Estas son las razones de los conspicuos integrantes del jurado, más propias de un vernissage de galería que de un premio al fotoperiodismo:
Jury chair Ayperi Karabuda Ecer said: "The photo shows the beginning of something, the beginning of a huge story. It adds perspectives to news. It touches you both visually and emotionally, and my heart went out to it immediately."Es una foto oscura de unas cuantas casas, en las que dos mujeres lejanas y movidas apenas se distinguen. No encuentro la tensión ni el comienzo de nada (no encuentro ni a las iraníes arriba del techo de una casa) ¿Elegiría esta foto para la portada del diario? ¿Iniciaría una historia con esta imagen?

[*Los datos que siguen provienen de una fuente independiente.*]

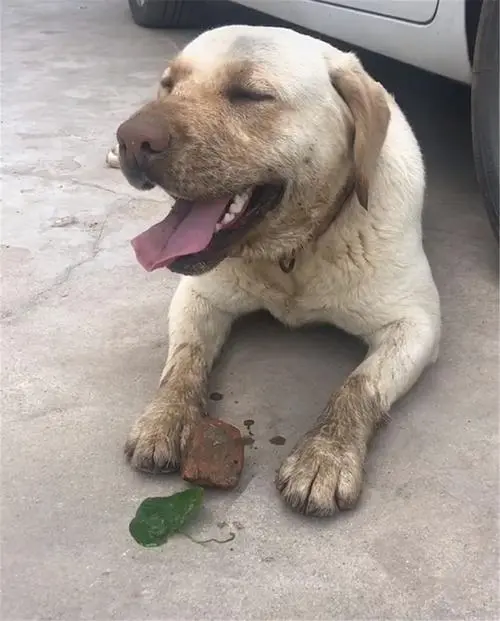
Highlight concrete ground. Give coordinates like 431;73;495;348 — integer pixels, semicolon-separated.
2;1;498;619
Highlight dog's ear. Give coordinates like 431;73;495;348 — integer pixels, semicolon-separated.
328;52;390;209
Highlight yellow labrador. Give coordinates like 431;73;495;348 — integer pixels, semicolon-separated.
109;25;440;516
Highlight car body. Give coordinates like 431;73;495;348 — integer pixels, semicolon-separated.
232;0;477;84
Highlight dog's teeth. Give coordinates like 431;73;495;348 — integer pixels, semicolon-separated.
238;190;251;202
229;201;243;214
229;190;251;214
217;189;252;228
222;212;235;225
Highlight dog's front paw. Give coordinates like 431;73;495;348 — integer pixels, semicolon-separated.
106;144;120;169
276;433;364;516
124;403;201;474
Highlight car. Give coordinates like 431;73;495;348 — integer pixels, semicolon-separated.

Fellow juror Guy Tillim commented: "The difficulty in photographing conflict situations is one of portraying the parallel lives involved, of people going on with their lives. This picture has made a very good attempt at marrying these two elements, in giving the conflict a context –and that is a holy grail of photography. The photographer does it with a very beautiful image of an Iranian landscape, which would be worth looking at in itself. But it also arouses our curiosity about the woman shouting - incorporating this moment, the importance of this historical event. It represents a very honest and successful attempt at taking forward our vocabulary of showing things."
Juror Kate Edwards said: "The photo has a powerful sense of atmosphere, tension, fear - but also of quietness and calm, and in this sense was a challenge as a choice. We were looking for an image that drew you in, took you deeper, made you think more –not just about showing what we already know, but something that asks more of us."
Se me ocurre que los jurados de la WPP piensan en las fotos como medio único, separado del contexto, sin casi anclaje semántico. Las eligen para exponerlas bien grandes en las paredes de una galería y verlas tomando una copa de espumante.